Obama se solidariza con víctimas de ferry surcoreano

El mandatario estadunidense dijo a los familiares de las víctimas que puede imaginar el dolor por el que están pasando, ya que tiene dos hijas de la misma edad que los estudiantes fallecidos.
El presidente de Estados Unidos, Barack Obama guarda un minuto de silencio por las víctimas del naufragio del Sewol antes de su reunión en Seúl.
El presidente de Estados Unidos, Barack Obama guarda un minuto de silencio por las víctimas del naufragio del Sewol antes de su reunión en Seúl. (EFE)

Seúl

El presidente de EU, Barack Obama, se solidarizó hoy en Seúl con los familiares de las víctimas del hundimiento del ferry Sewol y aseguró que como padre de dos hijas de la misma edad "se puede imaginar el dolor por el que están pasando".

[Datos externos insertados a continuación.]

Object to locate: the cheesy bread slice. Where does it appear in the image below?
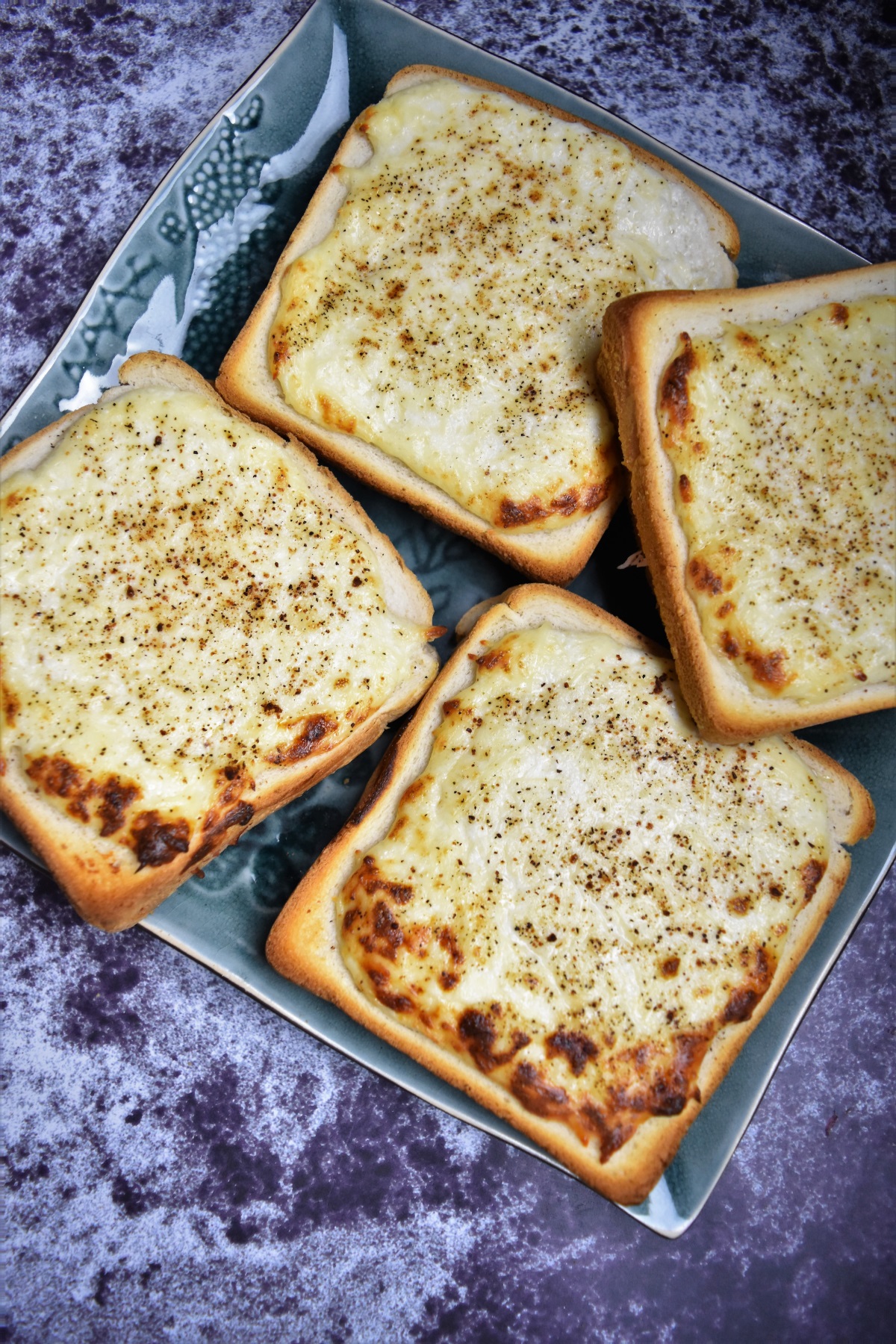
[599,264,896,741]
[0,353,438,929]
[267,585,873,1203]
[217,67,738,581]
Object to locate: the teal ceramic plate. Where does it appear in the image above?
[0,0,896,1236]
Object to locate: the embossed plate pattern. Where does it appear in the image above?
[0,0,896,1236]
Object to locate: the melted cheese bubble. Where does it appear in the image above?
[661,297,896,704]
[1,388,426,815]
[270,79,736,531]
[336,626,829,1139]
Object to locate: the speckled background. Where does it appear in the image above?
[0,0,896,1344]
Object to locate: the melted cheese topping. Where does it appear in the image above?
[336,626,829,1156]
[659,297,896,704]
[0,390,426,854]
[270,79,736,529]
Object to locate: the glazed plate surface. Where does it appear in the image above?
[0,0,896,1236]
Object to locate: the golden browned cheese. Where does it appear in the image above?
[0,388,427,867]
[336,626,830,1160]
[659,297,896,704]
[269,79,735,531]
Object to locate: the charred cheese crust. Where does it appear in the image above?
[598,265,896,741]
[0,356,435,922]
[269,588,873,1201]
[219,67,738,581]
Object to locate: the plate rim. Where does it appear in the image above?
[0,0,896,1240]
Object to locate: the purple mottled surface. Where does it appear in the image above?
[0,0,896,1344]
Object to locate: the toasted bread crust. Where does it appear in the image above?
[0,352,438,931]
[598,262,896,742]
[217,66,740,583]
[267,585,873,1204]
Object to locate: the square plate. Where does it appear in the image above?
[0,0,896,1236]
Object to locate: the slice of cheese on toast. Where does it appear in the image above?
[217,67,739,582]
[0,353,438,929]
[267,585,873,1203]
[598,264,896,741]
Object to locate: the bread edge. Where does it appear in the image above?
[266,585,873,1204]
[0,351,438,931]
[598,262,896,742]
[217,66,740,583]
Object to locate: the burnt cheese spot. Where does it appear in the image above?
[266,714,338,765]
[545,1027,598,1078]
[131,810,190,868]
[799,859,827,902]
[511,1063,570,1119]
[659,332,697,426]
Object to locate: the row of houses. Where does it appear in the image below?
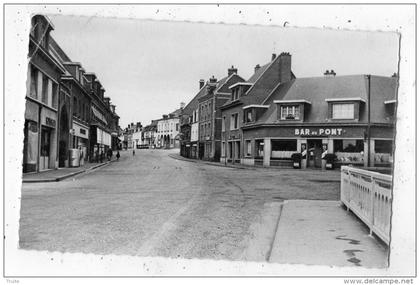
[120,103,185,149]
[23,15,119,172]
[180,52,397,168]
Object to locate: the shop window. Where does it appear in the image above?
[230,113,238,130]
[271,140,297,151]
[232,88,239,101]
[271,140,297,159]
[332,103,354,119]
[29,65,38,99]
[280,105,300,120]
[41,127,51,156]
[334,140,364,153]
[222,142,226,157]
[255,140,264,157]
[375,140,392,153]
[41,75,48,104]
[245,140,251,156]
[52,82,58,109]
[73,97,77,117]
[222,116,226,132]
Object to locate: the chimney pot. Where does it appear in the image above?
[199,79,204,90]
[228,65,238,76]
[279,52,292,83]
[210,75,217,83]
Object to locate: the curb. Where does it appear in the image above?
[168,154,251,170]
[22,160,115,183]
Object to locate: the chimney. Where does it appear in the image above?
[104,97,111,108]
[279,52,292,83]
[209,75,217,83]
[324,69,336,77]
[228,65,238,76]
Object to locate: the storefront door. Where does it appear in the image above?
[234,141,241,162]
[39,126,51,170]
[308,140,322,168]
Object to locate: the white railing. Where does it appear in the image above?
[340,166,392,245]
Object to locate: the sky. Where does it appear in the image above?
[49,15,399,128]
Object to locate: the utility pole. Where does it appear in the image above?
[367,74,371,167]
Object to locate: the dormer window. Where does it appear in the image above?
[274,99,311,121]
[242,105,270,123]
[332,103,354,119]
[245,109,252,123]
[325,97,365,121]
[280,105,300,120]
[229,82,252,101]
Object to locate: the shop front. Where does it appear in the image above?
[23,100,57,173]
[72,121,89,165]
[241,126,393,168]
[89,125,111,162]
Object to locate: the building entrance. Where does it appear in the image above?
[308,140,322,168]
[39,126,51,170]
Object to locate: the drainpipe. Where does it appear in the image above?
[367,74,371,167]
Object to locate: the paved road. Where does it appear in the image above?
[19,150,339,260]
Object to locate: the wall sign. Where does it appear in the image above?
[295,128,343,136]
[45,117,55,128]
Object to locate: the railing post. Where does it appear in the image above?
[369,175,375,236]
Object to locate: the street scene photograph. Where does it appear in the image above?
[6,3,411,280]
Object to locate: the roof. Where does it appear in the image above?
[168,108,182,117]
[223,55,295,106]
[247,62,271,83]
[182,84,207,115]
[257,75,397,123]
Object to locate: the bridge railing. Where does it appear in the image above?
[340,166,392,245]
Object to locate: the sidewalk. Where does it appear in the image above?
[269,200,388,268]
[22,159,116,183]
[168,153,256,169]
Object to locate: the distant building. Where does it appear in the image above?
[143,120,158,148]
[198,66,244,161]
[180,79,206,158]
[157,103,184,148]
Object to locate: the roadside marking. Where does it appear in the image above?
[240,202,284,262]
[138,189,198,256]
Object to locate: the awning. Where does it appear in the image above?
[92,106,108,124]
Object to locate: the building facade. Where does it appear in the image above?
[198,66,244,161]
[22,15,119,172]
[221,53,294,163]
[222,53,397,168]
[22,15,66,172]
[143,120,158,148]
[180,79,207,158]
[156,107,180,148]
[241,72,396,168]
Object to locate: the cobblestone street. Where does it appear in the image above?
[19,150,340,260]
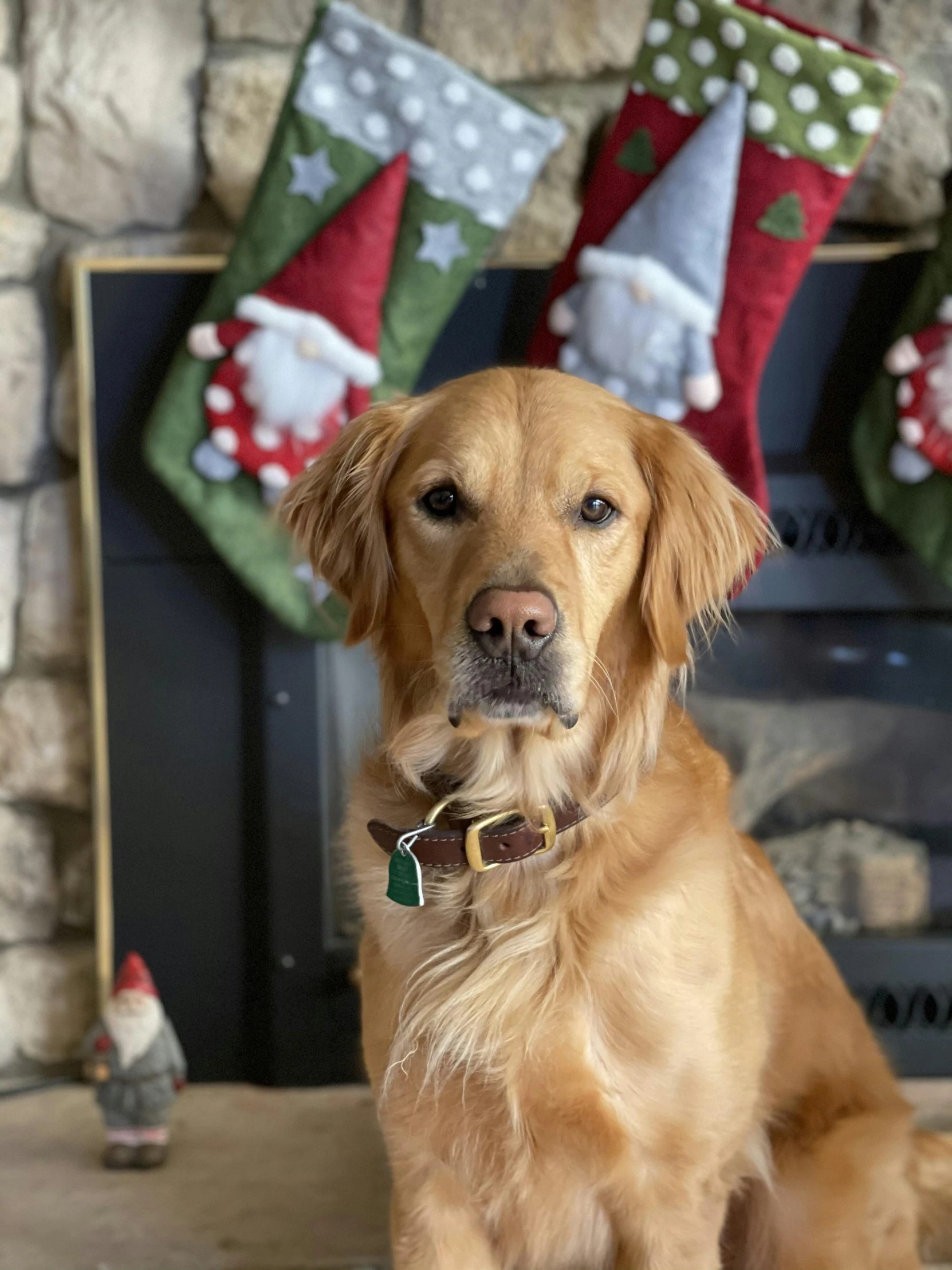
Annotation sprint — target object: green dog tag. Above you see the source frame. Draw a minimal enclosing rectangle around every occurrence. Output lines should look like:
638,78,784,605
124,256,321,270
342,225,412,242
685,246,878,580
387,847,423,908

Obama dedicó sus primeras palabras a los afectados por esta tragedia que ha teñido de luto su visita a Corea del Sur, durante la rueda de prensa que ofreció hoy en Seúl junto a su homóloga surcoreana, Park Geun.

"Soy padre de dos hijas de la misma edad que los desaparecidos. Puedo imaginar el dolor por el que los padres están pasando", expresó el presidente estadunidense.

Obama ha querido rendir homenaje a las víctimas con un magnolio que ha traído desde la Casa Blanca y que ha ofrecido como obsequio a los estudiantes del instituto donde estudiaban la mayoría de los desaparecidos, y que según dijo, simboliza la renovación y conmemora "las belleza de las vidas que han sido perdidas".

Las labores de rescate del ferry hundido continuaron hoy con nuevos cuerpos recuperados, que dejan la cifra provisional de muertos confirmados en 183, mientras 119 permanecen atrapados en el ferri sumergido en las aguas al suroeste del país sin que existan ya posibilidades de hallar supervivientes.

Tras el naufragio del Sewol, el día 16 de abril, solo 174 personas fueron rescatadas, todas ellas en las horas posteriores al suceso, del total de 476 personas que viajaban desde Incheon (al noroeste del país) hasta la turística isla meridional de Jeju.

De los pasajeros del barco 325 eran estudiantes de 16 y 17 años de un instituto de Ansan, en la periferia de Seúl, que realizaban un viaje escolar.

El accidente ha conmocionado al país y a falta de confirmar el número total de fallecidos se ha convertido una de las mayores tragedias humanas en tiempos de paz de la historia de Corea del Sur.